Silêncio
absoluto. Lá no fundo da sala escura, um
relógio antigo ecoava o tic-tac da angustia. Um barulho pontual penetrava a
casa quase muda. Os ponteiros tão exatos exigiam ordem, atenção à vida que
corria depressa lá fora, aqui dentro na penumbra sala. Uma nuvem forasteira,
carregada, passou devagar. Choveu. No canto da janela, um olhar distante.

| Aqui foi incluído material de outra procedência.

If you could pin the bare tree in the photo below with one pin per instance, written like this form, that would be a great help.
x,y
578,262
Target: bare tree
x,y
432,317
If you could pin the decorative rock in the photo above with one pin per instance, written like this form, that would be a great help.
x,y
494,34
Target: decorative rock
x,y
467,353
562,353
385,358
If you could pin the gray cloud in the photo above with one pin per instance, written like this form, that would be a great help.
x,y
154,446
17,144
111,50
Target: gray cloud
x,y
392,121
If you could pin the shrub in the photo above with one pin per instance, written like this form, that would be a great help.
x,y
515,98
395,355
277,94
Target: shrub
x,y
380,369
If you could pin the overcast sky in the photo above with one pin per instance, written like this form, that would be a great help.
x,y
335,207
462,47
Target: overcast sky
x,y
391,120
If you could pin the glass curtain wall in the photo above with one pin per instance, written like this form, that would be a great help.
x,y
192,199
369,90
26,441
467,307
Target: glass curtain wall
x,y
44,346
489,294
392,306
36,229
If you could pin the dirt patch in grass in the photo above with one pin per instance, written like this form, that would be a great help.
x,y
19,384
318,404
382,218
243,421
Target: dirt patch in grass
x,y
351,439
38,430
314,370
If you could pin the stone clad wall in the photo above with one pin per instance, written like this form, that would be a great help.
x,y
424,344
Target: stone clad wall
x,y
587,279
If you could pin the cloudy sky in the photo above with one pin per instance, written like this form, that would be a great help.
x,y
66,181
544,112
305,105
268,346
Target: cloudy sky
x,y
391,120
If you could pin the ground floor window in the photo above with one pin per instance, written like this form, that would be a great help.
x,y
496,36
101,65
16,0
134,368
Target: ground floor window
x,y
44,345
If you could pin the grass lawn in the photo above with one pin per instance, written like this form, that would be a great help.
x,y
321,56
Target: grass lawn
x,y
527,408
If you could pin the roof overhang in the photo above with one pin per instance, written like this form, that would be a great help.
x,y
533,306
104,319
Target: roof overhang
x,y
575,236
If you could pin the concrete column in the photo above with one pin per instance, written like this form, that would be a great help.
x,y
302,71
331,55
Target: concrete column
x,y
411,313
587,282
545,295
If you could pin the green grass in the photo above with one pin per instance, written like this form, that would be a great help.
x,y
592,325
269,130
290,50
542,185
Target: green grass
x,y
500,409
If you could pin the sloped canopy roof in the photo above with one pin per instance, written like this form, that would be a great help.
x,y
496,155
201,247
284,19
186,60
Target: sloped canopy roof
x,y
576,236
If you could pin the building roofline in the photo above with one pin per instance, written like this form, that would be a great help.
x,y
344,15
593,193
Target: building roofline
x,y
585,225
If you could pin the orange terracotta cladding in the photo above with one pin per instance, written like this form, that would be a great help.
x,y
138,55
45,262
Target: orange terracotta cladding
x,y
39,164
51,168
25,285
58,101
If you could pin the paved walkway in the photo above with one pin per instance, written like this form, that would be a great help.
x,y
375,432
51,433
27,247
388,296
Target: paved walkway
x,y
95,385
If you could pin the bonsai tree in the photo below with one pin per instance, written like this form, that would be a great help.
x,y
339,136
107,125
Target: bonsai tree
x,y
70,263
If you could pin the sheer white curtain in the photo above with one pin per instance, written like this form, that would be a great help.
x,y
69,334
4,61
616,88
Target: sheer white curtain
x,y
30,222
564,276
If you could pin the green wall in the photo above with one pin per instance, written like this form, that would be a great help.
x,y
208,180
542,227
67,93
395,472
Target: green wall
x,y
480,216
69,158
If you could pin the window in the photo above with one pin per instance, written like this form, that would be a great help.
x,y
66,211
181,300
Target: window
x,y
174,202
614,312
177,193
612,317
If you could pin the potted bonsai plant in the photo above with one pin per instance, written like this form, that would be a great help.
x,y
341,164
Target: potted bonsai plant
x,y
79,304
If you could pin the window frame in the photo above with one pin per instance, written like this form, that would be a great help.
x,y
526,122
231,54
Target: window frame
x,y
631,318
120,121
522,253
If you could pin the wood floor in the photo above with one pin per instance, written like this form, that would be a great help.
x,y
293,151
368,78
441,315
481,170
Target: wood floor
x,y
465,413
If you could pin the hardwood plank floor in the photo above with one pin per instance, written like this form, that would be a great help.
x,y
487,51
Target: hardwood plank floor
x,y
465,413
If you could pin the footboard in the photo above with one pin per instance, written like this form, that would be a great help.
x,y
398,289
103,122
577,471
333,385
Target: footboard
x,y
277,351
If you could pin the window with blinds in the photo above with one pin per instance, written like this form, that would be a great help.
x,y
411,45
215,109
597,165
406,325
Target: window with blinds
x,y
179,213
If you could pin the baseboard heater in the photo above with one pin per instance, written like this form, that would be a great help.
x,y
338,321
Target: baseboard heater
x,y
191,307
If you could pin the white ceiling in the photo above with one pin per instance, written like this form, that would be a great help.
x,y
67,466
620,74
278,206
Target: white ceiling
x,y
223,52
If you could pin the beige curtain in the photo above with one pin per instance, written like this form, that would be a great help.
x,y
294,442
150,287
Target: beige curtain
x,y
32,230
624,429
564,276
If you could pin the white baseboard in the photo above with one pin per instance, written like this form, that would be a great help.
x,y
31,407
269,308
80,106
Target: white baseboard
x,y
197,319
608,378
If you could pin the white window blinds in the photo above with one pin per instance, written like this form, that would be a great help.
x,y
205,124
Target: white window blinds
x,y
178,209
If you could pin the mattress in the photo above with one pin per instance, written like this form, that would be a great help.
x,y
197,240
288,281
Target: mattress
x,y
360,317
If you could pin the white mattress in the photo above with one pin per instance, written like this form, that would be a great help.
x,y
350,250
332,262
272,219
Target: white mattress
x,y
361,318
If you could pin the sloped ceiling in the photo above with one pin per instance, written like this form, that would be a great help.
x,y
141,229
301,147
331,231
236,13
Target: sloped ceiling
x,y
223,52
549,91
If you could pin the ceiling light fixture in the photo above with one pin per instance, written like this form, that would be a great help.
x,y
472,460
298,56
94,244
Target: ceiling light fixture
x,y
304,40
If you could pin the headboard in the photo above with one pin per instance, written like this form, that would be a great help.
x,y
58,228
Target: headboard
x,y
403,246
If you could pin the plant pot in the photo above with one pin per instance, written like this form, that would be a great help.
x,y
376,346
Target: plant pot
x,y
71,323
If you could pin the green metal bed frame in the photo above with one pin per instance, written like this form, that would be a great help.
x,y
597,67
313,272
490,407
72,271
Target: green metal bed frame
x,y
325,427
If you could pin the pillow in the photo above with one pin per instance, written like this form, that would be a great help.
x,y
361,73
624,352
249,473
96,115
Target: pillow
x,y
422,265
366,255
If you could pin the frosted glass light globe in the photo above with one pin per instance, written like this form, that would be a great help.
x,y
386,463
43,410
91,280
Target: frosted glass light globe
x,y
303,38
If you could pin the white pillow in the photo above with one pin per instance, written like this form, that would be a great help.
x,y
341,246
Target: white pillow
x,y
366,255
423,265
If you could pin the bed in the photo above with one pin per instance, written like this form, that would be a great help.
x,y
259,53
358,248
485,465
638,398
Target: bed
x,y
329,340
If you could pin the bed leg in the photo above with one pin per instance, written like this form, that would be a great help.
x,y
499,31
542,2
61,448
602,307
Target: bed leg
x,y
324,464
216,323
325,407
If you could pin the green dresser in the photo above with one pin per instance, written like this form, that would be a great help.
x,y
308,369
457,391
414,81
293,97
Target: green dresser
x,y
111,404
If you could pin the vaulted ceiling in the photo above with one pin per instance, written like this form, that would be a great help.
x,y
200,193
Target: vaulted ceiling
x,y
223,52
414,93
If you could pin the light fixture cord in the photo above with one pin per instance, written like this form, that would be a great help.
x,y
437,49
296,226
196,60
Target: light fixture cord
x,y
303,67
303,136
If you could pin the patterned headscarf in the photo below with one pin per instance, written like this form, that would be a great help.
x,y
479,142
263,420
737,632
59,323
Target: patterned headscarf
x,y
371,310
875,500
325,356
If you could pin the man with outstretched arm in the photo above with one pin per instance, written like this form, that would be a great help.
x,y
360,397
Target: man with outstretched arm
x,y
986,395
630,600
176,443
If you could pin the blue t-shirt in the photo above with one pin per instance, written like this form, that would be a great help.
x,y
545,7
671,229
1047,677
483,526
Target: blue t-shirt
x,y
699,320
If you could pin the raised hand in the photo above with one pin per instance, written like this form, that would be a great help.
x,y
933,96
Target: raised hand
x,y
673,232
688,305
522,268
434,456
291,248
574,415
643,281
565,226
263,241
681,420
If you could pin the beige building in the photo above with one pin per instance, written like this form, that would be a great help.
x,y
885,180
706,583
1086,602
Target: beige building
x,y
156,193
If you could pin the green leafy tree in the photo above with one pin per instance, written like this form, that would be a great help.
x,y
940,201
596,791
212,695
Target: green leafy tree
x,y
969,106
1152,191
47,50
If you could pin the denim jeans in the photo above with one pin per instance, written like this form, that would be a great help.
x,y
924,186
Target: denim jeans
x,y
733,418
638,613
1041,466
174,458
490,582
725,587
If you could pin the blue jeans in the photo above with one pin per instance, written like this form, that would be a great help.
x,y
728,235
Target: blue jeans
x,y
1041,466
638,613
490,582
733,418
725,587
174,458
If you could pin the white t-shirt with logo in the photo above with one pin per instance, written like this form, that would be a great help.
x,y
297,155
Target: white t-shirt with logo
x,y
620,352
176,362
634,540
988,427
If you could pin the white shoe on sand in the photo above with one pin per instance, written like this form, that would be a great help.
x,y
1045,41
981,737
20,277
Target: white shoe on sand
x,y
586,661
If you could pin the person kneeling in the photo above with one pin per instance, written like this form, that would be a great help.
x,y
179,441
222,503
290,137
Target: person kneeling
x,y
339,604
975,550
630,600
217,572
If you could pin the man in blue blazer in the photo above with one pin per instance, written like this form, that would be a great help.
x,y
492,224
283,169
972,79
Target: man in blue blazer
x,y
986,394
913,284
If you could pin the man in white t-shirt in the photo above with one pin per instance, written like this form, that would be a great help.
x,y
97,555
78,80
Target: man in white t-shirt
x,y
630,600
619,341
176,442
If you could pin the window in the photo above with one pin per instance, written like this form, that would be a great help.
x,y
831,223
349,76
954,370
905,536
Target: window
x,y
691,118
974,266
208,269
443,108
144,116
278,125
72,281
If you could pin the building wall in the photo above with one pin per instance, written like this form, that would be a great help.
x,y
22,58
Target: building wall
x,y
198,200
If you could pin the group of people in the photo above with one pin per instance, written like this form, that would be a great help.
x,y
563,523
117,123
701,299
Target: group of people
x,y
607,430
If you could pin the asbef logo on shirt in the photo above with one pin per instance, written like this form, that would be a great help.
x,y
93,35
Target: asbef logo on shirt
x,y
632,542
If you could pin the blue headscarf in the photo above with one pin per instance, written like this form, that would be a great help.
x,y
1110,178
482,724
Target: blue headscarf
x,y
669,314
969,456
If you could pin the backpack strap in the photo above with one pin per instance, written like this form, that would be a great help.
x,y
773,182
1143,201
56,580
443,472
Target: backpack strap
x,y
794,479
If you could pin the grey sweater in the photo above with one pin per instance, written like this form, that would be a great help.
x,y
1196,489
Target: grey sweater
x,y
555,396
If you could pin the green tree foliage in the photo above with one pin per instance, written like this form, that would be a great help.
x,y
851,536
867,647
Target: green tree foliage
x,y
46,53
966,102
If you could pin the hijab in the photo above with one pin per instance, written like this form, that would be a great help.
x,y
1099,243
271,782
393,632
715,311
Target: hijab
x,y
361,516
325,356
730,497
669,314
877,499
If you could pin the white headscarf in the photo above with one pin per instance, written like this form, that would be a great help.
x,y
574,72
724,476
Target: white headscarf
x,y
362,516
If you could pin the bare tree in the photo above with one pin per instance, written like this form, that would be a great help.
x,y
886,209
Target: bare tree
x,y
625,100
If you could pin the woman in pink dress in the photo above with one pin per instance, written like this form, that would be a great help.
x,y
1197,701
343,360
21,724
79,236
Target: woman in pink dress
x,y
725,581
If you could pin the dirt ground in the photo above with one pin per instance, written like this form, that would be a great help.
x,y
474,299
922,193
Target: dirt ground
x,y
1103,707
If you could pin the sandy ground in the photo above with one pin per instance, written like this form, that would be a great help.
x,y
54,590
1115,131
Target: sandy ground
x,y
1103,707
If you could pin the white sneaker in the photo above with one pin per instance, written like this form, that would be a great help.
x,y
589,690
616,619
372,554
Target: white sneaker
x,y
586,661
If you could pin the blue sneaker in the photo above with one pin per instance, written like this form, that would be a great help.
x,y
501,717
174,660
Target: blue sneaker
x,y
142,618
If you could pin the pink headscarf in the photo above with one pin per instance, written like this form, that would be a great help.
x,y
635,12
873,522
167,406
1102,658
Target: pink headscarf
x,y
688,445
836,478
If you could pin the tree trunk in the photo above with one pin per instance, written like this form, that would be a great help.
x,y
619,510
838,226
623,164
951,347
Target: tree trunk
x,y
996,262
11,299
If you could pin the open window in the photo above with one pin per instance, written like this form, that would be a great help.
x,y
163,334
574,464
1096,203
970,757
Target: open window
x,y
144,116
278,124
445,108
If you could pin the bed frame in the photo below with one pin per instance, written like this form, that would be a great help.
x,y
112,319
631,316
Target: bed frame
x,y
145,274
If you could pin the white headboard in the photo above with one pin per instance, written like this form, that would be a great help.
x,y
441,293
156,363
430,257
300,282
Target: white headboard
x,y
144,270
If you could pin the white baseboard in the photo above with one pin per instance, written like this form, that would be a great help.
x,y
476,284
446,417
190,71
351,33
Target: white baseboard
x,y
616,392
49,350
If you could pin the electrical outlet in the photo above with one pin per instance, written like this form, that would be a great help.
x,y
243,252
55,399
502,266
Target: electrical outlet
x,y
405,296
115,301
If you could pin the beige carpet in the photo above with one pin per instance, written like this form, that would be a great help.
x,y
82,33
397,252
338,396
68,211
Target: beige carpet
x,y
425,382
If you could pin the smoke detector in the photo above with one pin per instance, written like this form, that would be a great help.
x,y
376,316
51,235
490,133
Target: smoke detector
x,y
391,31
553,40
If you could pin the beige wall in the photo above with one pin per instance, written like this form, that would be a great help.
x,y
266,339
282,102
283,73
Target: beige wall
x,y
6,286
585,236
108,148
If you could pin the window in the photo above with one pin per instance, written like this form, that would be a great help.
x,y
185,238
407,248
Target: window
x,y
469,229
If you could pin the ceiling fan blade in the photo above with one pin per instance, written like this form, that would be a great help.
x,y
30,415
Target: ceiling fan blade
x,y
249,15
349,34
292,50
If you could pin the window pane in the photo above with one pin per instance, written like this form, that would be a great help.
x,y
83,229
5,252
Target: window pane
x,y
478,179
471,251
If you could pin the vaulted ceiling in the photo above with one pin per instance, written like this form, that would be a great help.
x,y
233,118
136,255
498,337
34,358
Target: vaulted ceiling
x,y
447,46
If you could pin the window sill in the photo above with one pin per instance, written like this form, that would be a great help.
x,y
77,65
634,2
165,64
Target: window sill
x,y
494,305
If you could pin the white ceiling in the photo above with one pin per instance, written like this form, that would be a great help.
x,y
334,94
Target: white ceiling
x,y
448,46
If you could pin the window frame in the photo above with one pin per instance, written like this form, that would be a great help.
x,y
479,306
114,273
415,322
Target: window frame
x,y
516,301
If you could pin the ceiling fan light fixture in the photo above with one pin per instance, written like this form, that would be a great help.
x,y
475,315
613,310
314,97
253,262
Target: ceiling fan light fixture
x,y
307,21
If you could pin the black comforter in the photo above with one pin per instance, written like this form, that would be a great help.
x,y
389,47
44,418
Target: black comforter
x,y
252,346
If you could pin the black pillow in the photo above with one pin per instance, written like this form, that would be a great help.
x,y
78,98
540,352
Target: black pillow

Espiava pela fresta os pingos deslizarem lentamente sobre o vidro, até respingarem
sobre seus pés descalços. Era uma mulher. Os cabelos estavam soltos, caídos nos
ombros esguios, a silhueta desenhada, um vestido amarrotado, um rosto triste,
desatento, desnudo, limpo, livre. Os pés quase encharcados, mobilizados. Uma
mão que se erguia com maestria, charme, leveza até os lábios finos, pequenos,
lentos. Um de três, quatro, cinco cigarros gastos naquela noite. E o tic-tac do
relógio sádico ressoava sem pudor até a sala escura. Tic-tac, tic-tac, tic-tac
lhe dizia: seu tempo acabou, segue, abre a porta, corre até a rua. E vinha a
chuva maldita lhe implorar: fica, o mundo é frio, podre, distante, hipócrita,
desista. A chuva vai embora, ela pensa: está na hora! Vou seguir. O que se foi,
não volta, está longe, no canto do mundo, no horizonte do mar, na beira do
abismo, intocável, estilhaçado, sem conserto, no fundo da sala escura, no
tic-tac do relógio que diz: vai, segue, larga tudo, deixa de manha. Pés secos,
rosto molhado, em pranto, escapa até o centro da rua, onde há luz, movimento, música
no bar ao lado, gente, cores, barulho. Lá de baixo, ainda enxerga a sala na
penumbra, o tic-tac do relógio vai parando lentamente, até silenciar-se de vez.
Um rosto desfigurado, um vulto, uma sombra se aproxima da janela, puxa as
cortinas com rispidez. O fantasma volta. É uma mulher, lânguida, magra, cabelos
soltos, joga as cinzas do cigarro ao vento. Ela grita: segue, vai embora, o
tempo chegou. No centro da rua, cercada pelos holofotes, pela multidão, olhos
vermelhos, caminhando sem destino, sem pressa, canta baixinho, pede proteção,
coração destemido, pesado ainda, ouve a música tocar no bar ali perto e segue
até o centro da terra, beira do abismo, horizonte do mar, perto de Deus, casa
de oração, no colo do pai amoroso, na cama do antigo amor. Um lugar onde ela é
livre, sóbria, pura, onde o tic-tac vira música e o tempo passa devagar, pede
calma, paciência, um jeito manso para arrastar-se com a vida. Ela para no bar
vizinho, aumenta o volume da música sem pedir permissão. Sorri, gargalha, chora
como uma criança, sente-se liberta, pronta, inteira, cheia de si, viva, enfim.